Lawmakers Eye Direct Regulation of Hedge Funds
Lawmakers, still incensed by the blows financial markets absorbed from last fall’s near-failure of Long Term Capital Management, are warning that the current oversight system by the Federal Reserve Board may not go far enough to protect investors. Now they are hinting at direct regulation.
Sources said a forthcoming report on derivatives and hedge funds from the President’s Working Group on Financial Derivatives, plus the push toward financial modernization legislation, could encourage lawmakers to attach provisions requiring better supervision by the agencies in the form of a directive, or higher capital levels for banks who engage in hedge fund activities.
"The legislators don’t want blood on their hands," said a banking attorney. She said that House Banking Committee Chairman Jim Leach, R-Iowa, had long used hedge funds as a "soapbox," but now "had some real events to back his position."
The task force, headed by Treasury Secretary Robert Rubin, is expected to introduce its hedge fund report in six weeks, with a report on derivatives to follow this summer.
At a hearing last week of the House Financial Institutions Subcommittee, Leach admonished Federal Reserve governor Lawrence H. Meyer for not having a "cutoff" that would have brought regulators on top of Long Term Capital Management.
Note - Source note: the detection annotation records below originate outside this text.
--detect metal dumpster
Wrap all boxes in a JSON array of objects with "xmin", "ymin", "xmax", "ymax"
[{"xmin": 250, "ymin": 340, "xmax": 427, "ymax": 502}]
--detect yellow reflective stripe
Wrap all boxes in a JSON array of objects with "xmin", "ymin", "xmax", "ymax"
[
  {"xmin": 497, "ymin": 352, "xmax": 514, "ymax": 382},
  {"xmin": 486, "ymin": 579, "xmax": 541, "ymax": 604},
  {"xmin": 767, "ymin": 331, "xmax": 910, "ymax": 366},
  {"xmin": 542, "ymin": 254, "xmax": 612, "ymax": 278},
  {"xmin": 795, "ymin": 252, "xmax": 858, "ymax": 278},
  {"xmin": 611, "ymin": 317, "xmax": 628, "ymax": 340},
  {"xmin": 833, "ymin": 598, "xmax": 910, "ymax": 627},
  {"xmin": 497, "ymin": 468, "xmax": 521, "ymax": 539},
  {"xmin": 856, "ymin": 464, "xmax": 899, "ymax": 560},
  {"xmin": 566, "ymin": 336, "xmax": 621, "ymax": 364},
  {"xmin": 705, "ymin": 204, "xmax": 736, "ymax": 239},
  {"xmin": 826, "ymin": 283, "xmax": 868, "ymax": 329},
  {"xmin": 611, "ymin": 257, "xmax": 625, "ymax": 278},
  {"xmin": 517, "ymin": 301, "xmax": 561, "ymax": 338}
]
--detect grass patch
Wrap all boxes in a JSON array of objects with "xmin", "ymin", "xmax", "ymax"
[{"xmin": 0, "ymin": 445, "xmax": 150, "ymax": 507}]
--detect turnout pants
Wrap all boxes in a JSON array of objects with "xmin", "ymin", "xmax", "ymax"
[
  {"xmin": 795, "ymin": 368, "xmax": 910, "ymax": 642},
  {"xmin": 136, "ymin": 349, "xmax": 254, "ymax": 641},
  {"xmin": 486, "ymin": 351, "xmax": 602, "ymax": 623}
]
Leach said the fund was dangerously over-leveraged by a ratio of 30-1.
He said that stress testing was not enough, hinting at restrictions on how much a fund can have leveraged in relation to its capital. "Things change so rapidly," he said. "I am still left with the feeling that there are (hedge fund managers) who are willing to take great risks for short-term profit."
Meyer countered, saying that "leverage is not the same as risk," and that additional disclosures would only give a "false sense of security," but Leach pressed the regulators for more concrete goals for dealing with overleveraged funds.
William J. MacDonough, president of the Federal Reserve Bank of New York, agreed, saying that LTCM got too big and too highly leveraged. He vowed stronger vigilance in the long term. "A new group (of executives) can make the same mistakes, so regulators need to have a longer memory," he said.